The Australian, who helped Japan to the sport’s biggest shock when they defeated South Africa in the 2015 World Cup, is relishing the prospect.
He would not disclose why he is so fired up and what it is that his erstwhile employers have done to irk him so much.
Maybe it will be frustration at not finishing off New Zealand on Saturday, having had the world champions on their knees, leading 15-0 heading into the penultimate minute of a stunning first half at HQ.
The All Blacks, of course, rallied as they so often do to edge home 16-15. However, Jones – delighted with the calibre of the majority of his side’s display – was asked if psychologically there is an impact ahead of next year’s World Cup when England hope to dethrone their revered opponents for the first time in eight years.
Essentially, do his side now know, that the next time they meet, they could have that crucial edge?
“Well, I think there’s an impact for next week; if I was Japan I’d be worried,” said Jones. “We want to smash them, physically smash them, because I know they’re going to come full of confidence.
“I’ve heard some of the things they’ve said; they’ve been a bit cheeky so look out.”
Japan – whose only other meeting with England was a 60-7 defeat in the 1987 World Cup – have flexed their muscles and caused New Zealand some problems of their own before falling 69-31 in Tokyo a little over a week ago.
But when asked if had any advice for them ahead of their visit to Twickenham, Jones said: “Pray, pray, pray. Go to the temple and pray. Just pray, it’s the best thing. We’re going to be absolutely ruthless.”

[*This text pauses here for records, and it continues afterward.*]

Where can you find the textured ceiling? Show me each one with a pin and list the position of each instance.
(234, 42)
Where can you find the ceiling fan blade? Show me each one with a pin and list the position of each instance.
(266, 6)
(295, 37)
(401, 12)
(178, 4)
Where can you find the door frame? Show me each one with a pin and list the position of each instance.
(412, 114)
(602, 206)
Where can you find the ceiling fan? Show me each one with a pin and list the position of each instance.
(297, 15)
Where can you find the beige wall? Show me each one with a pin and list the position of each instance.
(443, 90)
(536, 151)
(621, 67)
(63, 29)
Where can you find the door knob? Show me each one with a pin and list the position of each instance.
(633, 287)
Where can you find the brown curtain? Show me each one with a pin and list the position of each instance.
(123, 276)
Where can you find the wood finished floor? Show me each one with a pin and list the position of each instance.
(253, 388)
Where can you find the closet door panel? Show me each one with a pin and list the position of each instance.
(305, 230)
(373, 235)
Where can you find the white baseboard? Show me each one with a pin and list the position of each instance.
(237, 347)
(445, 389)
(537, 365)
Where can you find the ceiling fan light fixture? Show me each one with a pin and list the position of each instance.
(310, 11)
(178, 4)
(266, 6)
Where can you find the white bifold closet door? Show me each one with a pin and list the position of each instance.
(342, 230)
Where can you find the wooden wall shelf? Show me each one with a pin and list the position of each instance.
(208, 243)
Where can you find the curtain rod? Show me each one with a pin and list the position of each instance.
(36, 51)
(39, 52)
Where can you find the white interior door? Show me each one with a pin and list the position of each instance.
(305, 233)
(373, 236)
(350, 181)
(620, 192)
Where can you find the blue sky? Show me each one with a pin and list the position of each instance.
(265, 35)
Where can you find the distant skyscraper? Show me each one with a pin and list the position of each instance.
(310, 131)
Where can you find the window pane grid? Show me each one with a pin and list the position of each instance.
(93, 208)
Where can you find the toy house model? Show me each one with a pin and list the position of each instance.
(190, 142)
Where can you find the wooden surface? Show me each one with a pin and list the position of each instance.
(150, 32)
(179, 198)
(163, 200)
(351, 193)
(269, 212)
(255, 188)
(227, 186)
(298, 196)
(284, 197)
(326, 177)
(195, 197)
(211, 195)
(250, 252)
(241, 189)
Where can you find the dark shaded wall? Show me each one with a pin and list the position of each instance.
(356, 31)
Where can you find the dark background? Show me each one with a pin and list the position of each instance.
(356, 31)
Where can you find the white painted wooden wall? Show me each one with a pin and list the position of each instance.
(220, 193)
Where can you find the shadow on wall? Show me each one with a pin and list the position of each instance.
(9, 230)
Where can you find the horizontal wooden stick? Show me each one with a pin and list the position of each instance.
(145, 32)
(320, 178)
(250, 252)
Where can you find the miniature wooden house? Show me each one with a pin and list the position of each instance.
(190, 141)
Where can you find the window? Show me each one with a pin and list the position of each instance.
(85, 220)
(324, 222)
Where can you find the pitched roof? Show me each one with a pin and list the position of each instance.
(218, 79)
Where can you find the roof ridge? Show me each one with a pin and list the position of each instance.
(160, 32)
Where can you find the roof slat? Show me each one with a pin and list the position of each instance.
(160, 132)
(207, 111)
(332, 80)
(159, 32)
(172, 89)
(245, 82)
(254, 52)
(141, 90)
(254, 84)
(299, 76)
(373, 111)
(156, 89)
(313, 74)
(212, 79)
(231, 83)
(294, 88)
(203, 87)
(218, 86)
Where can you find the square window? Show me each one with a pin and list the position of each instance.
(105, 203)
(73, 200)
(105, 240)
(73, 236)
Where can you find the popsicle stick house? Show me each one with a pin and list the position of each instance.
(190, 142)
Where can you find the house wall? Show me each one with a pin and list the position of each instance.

It seems, then, there will be no chance of a repeat of Japan’s seismic win over the Springboks in Brighton three years ago.
“The coach has changed; they’ve got a better coach now,” said Jones, referring to former All Blacks forward Jamie Joseph.
“They’re a really well-coached side. Seriously well coached. They’re the highest kicking team in the world, they’ve got a really good defence system and they’ve got some good young players coming through.
“We’re taking it seriously and that’s why we have to be absolutely ruthless about the game. If you want to come out and watch a Barbarians game, don’t come out, stay home.
“Watch Arsenal play Chelsea or whoever’s playing.”
For a coach who was under intense pressure barely a week ago, a win over South Africa followed by the narrowest of defeats to the All Blacks has left Jones back in credit and he said his side are “100 per cent” out of last season’s wobble when they lost five of six successive Test matches.
“I think anyone who watched the (New Zealand) game could see, on that performance, we’re not far away, so why wouldn’t I be pleased?” he continued.
“We’re obviously devastated (to suffer defeat) but I think you can see measurably we’re taking steps forward and we’ve got half a side out there with 400 caps.
“To win the World Cup you need 800 caps and those things don’t lie. But you put Mako (Vunipola) and Billy (Vunipola) back in and we immediately pick up plenty (of caps).
“We’ve got a few other variations there which would get us close to it, then we’re in the money. There’s a range you need to be in. Test match rugby is about experience; it’s about doing the right things at the right time.
“There were a couple of times when we could have done better things at that time. Test match experience teaches you that.”
Jones would not comment on the TMO decision that ruled out Sam Underhill’s 76th minute try.
He also backed his players’ decision to go for the corner when points were available only for the lineout to fail.
“The players feel the game,” he said. “We don’t feel the game; we see the game. If they feel that there is an opportunity to crack the opposition, they have got to go for it. Otherwise, why do we want leaders in the team?”